After the Collapse, France finds itself under Action Française and its king Charles XI, who begins talking about the return of Alsace-Lorraine to French rule. In Britain, the Silver Shirts under Oswald Mosley hold similar views, and support Action Française, though they never become more than a minority in Parliament. Italy never comes under Mussolini's rule but, other than this, little information is provided about its history in this timeline.
In the Pacific, Japan is far from quiet. Prior to the Pacific War with the United States, Japan pressured both France and Holland to cede Indochina and the East Indies respectively, with proper compensation. Great Britain fears that its Pacific colonies of Hong Kong, Malaya, Singapore and possibly India will also be annexed by Japan; however, Japan shows no interest in doing so. Japan also gains much influence in China during this period and seems to have established a puppet state of Manchukuo as well. This empire is in addition to Japan's possessions in the Philippines which it "liberated" from Spain in the early years of the 20th century.
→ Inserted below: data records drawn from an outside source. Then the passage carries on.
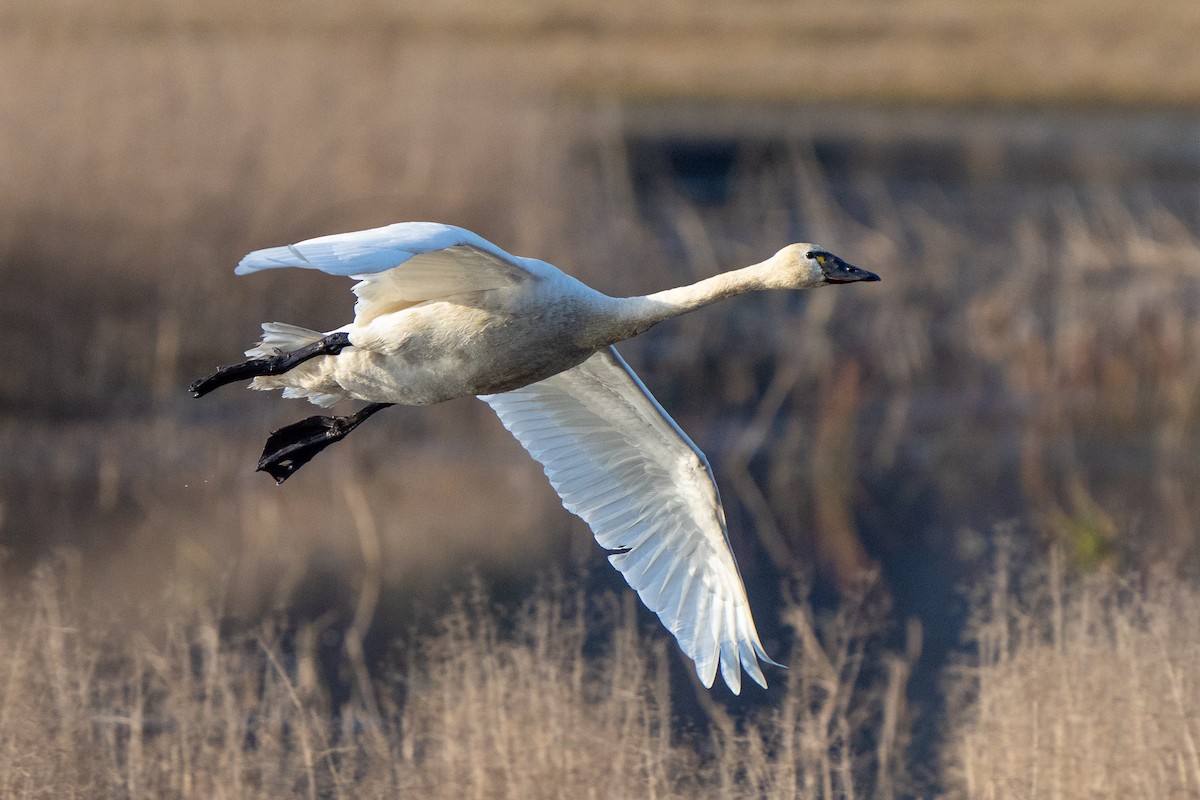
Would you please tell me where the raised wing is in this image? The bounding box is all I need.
[234,222,554,323]
[480,348,779,694]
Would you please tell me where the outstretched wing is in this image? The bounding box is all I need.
[234,222,554,323]
[480,348,779,694]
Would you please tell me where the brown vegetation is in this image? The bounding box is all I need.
[0,0,1200,800]
[0,557,907,799]
[944,542,1200,800]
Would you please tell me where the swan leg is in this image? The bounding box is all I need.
[258,403,395,483]
[187,331,350,397]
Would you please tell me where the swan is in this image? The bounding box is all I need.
[191,222,880,694]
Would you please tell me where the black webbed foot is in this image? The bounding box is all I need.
[187,331,350,397]
[258,403,391,483]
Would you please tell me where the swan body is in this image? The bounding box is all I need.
[206,222,878,693]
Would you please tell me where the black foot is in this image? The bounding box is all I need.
[187,331,350,398]
[258,403,391,483]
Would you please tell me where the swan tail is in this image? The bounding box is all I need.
[246,323,346,408]
[246,323,325,359]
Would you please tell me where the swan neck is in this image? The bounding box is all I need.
[623,261,770,332]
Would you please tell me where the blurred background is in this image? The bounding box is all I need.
[0,0,1200,796]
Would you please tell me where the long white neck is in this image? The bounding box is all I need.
[614,261,776,341]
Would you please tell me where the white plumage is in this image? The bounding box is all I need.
[211,222,878,693]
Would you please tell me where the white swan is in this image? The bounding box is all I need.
[192,222,878,693]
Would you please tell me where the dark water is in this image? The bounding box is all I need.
[625,104,1200,782]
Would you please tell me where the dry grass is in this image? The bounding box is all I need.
[7,0,1200,108]
[0,555,907,800]
[0,0,1200,798]
[944,542,1200,800]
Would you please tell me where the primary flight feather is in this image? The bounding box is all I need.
[192,222,878,693]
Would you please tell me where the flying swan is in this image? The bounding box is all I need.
[191,222,880,694]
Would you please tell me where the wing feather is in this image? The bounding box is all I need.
[234,222,554,323]
[480,348,775,693]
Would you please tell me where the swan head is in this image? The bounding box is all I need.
[768,242,880,289]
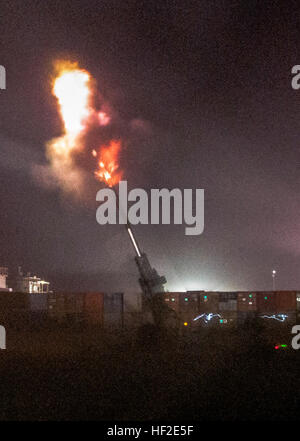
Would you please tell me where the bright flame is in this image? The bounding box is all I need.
[92,140,122,187]
[98,112,110,126]
[53,66,90,136]
[47,62,93,191]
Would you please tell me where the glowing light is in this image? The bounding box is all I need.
[98,112,110,126]
[47,62,92,191]
[92,140,122,187]
[53,64,90,136]
[261,314,288,322]
[193,312,222,323]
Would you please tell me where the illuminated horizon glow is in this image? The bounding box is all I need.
[193,312,223,323]
[260,314,288,322]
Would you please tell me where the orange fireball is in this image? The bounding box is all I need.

The Depression lingers on in the USA and Occupied Canada through 1934 and 1935, with millions of men out of work and productivity down. President Hoover's only highlight during this time is ending the war with Japan but many people continue to question why it was fought in the first place. In Congress, Flora Hamburger Blackford questions why Hoover and the Democrats are allowing the Confederate States to enlarge its army in violation of the peace treaty. At the same time, Congress has to deal with several Freedom Party congressmen from the former Confederate states of Kentucky and Houston (formerly part of Texas), who disrupt Congressional sessions with calls for a plebiscite in their home states. When Socialist Al Smith is elected over Hoover in 1936, the Freedom Party's shouts start to be heeded.
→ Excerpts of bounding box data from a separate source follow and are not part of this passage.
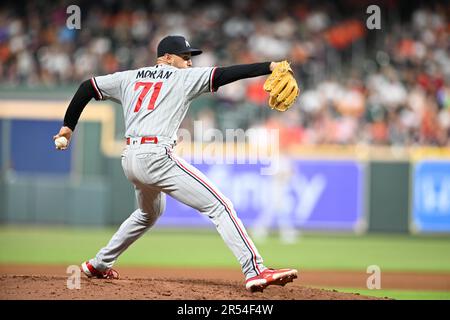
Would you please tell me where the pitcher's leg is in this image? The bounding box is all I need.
[163,153,266,278]
[89,187,165,271]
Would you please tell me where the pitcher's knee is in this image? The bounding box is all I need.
[202,201,230,220]
[132,209,159,227]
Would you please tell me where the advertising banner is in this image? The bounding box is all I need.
[412,161,450,232]
[158,159,364,231]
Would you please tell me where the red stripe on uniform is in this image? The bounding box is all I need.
[91,78,102,100]
[168,149,261,273]
[209,67,217,92]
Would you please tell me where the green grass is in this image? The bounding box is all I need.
[0,226,450,272]
[323,288,450,300]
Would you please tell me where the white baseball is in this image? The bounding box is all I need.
[55,137,69,149]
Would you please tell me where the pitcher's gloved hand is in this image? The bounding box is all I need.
[264,60,300,111]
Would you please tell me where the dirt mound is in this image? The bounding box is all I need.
[0,275,386,300]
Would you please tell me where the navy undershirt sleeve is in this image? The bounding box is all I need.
[64,80,95,131]
[211,62,271,91]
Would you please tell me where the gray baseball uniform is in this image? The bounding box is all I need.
[90,64,266,279]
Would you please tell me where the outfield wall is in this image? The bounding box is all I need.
[0,100,450,233]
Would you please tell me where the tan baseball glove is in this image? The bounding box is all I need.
[264,60,300,111]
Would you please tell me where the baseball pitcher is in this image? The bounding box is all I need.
[53,36,299,292]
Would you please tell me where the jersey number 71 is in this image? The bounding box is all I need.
[134,82,162,112]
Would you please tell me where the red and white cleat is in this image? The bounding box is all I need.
[245,269,298,292]
[80,261,119,279]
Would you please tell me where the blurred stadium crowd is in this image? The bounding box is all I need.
[0,0,450,146]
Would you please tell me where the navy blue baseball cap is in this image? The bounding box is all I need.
[157,36,203,57]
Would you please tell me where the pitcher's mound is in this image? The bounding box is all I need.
[0,274,384,300]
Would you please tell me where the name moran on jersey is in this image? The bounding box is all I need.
[136,69,173,79]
The Freedom Party in the Confederate States has begun to turn the country into a one-party state, with the Confederate Congress passing laws proposed by President Jake Featherston. He faces no opposition from the Confederate Supreme Court, having maneuvered the high court into making its position vulnerable, whereupon he merely extended executive power and abolished the judicial branch. Forced elections in 1935 and 1937 solidify and confirm Freedom Party control of the House and Senate, with state legislatures and governorships captured as well. The Army is purged in 1936 and conscription recommences in 1938. The troublesome Vice President Willy Knight is removed from office after his attempt on Featherston's life later that year and soon imprisoned. The police force is slowly padded with stalwarts and soon, with a nod from the national administration and Attorney General Ferdinand Koenig, the states are installing correctional camps for "riotous" and "unruly" Whigs and Radical Liberals.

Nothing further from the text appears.